The race started off slow. I felt "okay". A pack of us went through in about 5:30 and then the race began as Chris Lundstrom started to stride out. Others followed and I found myself settling in with teammate Jeremy Essler. We were both looking to run about the same pace so we ended up working together for much of the race. We ran alone until about mile 10 when Eric Pierce worked his way up to us and kept going. Jeremy and I latched on for a couple miles, but as we hit mile 11 with a 5:19 split (we had been running about 5:25) I began to sense trouble. Eric dropped us pretty quickly. I held it together, but Jeremy started to gap me for a little bit. I managed to get back on his wheel as we climbed the hill back to Lake Harriet for the last time, but as we hit the half marathon point (1:11:30?) I struggled. It was everything and nothing at once. My breathing was about the same, but both of my injuries were causing some major pain and I was losing a lot of power in my stride. Jeremy put more and more time on me as I split 5:40 at mile 14. Now the mental side was becoming an issue. I did not want to run anymore. I knew Todd was behind me and gaining, but I did not care. I backed off into a slightly more earnest easy run pace and split 6:00 at mile 15. Todd had passed by this time and I was left to contemplate how things have turned out so differently than I had hoped this year. I don't know what my official time was (does it matter?), but I hurt more than any race I've finished in awhile.
So I don't know where I go from here. The US men got the bronze medal at the World Cup yesterday adding to my woes-me attitude. I'm happy for them for sure, especially Howard, but I can't help it with the "what-ifs".

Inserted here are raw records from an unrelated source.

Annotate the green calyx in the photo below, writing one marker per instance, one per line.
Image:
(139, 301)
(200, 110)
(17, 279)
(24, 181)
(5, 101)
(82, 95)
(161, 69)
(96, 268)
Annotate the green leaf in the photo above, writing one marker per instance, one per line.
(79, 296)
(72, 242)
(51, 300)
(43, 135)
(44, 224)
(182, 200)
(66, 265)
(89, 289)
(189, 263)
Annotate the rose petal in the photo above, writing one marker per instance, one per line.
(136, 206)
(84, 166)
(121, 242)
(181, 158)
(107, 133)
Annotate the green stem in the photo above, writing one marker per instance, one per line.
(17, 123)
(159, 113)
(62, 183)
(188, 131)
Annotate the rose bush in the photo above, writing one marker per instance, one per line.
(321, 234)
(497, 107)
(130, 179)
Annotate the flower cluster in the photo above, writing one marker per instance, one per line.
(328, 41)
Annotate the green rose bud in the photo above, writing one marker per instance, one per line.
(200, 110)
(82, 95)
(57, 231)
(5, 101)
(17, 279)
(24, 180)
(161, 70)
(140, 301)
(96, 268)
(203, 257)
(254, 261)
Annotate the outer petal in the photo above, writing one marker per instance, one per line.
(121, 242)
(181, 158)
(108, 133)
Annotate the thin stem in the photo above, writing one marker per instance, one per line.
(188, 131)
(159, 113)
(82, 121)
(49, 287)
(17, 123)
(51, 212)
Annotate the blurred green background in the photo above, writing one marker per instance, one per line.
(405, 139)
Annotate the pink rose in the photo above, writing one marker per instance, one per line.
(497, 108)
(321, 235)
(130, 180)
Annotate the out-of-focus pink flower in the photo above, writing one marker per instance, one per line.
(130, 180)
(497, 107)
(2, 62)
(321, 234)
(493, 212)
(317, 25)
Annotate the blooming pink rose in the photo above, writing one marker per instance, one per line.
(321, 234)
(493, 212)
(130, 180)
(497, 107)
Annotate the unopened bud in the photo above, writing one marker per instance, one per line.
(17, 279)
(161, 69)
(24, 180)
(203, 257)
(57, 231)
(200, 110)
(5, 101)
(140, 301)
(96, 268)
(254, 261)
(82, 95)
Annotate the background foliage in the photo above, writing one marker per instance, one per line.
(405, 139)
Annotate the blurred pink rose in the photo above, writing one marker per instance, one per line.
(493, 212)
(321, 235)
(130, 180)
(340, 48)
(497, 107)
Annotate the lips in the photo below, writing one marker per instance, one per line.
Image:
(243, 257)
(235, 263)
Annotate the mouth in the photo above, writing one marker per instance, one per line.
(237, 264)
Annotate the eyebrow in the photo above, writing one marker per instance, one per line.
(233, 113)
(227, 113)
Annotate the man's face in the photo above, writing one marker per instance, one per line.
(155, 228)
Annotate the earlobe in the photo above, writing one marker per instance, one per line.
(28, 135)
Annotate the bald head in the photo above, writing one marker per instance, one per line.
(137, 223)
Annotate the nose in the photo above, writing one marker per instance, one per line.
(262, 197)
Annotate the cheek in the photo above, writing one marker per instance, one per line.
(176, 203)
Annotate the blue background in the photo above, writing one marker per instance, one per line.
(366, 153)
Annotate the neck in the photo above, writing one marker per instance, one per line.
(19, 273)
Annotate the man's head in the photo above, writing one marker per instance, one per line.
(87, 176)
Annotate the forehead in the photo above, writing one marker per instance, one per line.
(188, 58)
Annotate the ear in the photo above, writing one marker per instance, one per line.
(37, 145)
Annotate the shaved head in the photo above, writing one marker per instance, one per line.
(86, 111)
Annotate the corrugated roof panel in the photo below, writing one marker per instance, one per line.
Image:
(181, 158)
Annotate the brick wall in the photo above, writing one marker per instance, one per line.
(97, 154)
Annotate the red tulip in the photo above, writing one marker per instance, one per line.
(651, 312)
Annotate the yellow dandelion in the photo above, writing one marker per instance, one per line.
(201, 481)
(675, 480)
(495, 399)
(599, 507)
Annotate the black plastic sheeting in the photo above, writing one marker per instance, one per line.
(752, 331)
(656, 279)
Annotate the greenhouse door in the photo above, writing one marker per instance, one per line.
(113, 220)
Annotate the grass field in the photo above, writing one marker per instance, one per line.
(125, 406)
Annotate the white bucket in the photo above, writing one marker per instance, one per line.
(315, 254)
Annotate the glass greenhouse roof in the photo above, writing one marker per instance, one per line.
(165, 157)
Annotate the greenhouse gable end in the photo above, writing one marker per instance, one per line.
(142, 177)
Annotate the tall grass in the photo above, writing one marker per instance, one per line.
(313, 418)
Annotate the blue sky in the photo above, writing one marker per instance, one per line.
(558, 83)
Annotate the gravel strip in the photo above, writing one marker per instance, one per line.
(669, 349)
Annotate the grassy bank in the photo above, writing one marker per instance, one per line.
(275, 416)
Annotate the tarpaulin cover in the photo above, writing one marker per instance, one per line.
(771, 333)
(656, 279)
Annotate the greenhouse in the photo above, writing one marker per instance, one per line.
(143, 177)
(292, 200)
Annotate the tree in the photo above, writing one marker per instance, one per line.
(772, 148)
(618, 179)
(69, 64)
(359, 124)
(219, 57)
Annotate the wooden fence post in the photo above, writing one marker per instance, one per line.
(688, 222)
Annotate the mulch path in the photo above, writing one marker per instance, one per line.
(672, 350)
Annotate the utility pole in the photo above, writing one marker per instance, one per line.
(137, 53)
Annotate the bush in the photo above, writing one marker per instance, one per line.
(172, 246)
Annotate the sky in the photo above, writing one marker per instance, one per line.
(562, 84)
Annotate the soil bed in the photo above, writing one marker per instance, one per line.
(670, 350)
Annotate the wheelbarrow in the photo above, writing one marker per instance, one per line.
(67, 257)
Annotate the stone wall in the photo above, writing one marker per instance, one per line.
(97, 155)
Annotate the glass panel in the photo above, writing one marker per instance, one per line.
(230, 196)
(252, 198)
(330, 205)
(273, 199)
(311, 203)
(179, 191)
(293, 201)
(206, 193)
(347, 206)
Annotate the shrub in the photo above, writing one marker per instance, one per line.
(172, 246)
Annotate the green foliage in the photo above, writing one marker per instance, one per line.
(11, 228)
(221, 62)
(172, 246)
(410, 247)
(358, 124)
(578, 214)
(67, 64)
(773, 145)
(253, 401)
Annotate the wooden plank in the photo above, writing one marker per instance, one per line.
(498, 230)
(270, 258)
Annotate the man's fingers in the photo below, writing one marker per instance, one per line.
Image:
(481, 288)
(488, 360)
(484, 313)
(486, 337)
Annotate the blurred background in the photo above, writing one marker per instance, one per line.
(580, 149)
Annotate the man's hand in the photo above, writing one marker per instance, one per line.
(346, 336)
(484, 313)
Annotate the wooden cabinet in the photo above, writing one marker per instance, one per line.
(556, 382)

Part of me realizes that I probably need a coach of some sort. I kind of envy Eric and Mike's situation with "Mystery Coach" because there is a certain comfort in being told what to do. Minimal thinking and an objective observer. But then I also feel that I've learned a lot this year and once I'm healed I will make better decisions, be more proactive. I want to be on that 100k team next year! I should have been this year and my own foolishness coupled with a few bad breaks just mucked it up.
Next year I will be training with one race in mind. Build more strength. Fix my form. Race less, recover more. Fewer and more carefully planned high mileage weeks. A return to the heart rate monitor. Supplemental pool running. Some sports psychology work. But that will come soon enough. I still need to figure out the transition.
I drowned my sorrows in the Lodge Burger at the Nook in Highland Park. Following a little study time, Katie and I went to Borders so I could pick up Led Zeppelin II and Led Zeppelin Remasters. I needed a little Living Loving Maid and Good Times Bad Times.
Katie and I got a membership to Lifetime Fitness last week. The Highland Park location is right across the bridge, which is convienent but since it doesn't have a pool I'll probably end up going to the downtown St Paul location or going to the Rec Center at the UofM. The more and more I read about pool running it sounds like the perfect injury/CT modality for runners. Also the LTF has yoga classes. I also think the treadmills might go 15 mph, which would be awesome if I ever wanted to break the world record for the treadmill mile (take that Brandon!). Downside of Lifetime Fitness? Jackasses. They'll be the ones wearing Under Armour and grunting. Oh yeah? Watch me curl this 20 lb weight...10 times! Face!
I want to thank everyone that takes time to read this blog and those of you who comment. I do read them, I just haven't been in the state of mind to respond lately. Good times, bad times, you know I've had my share.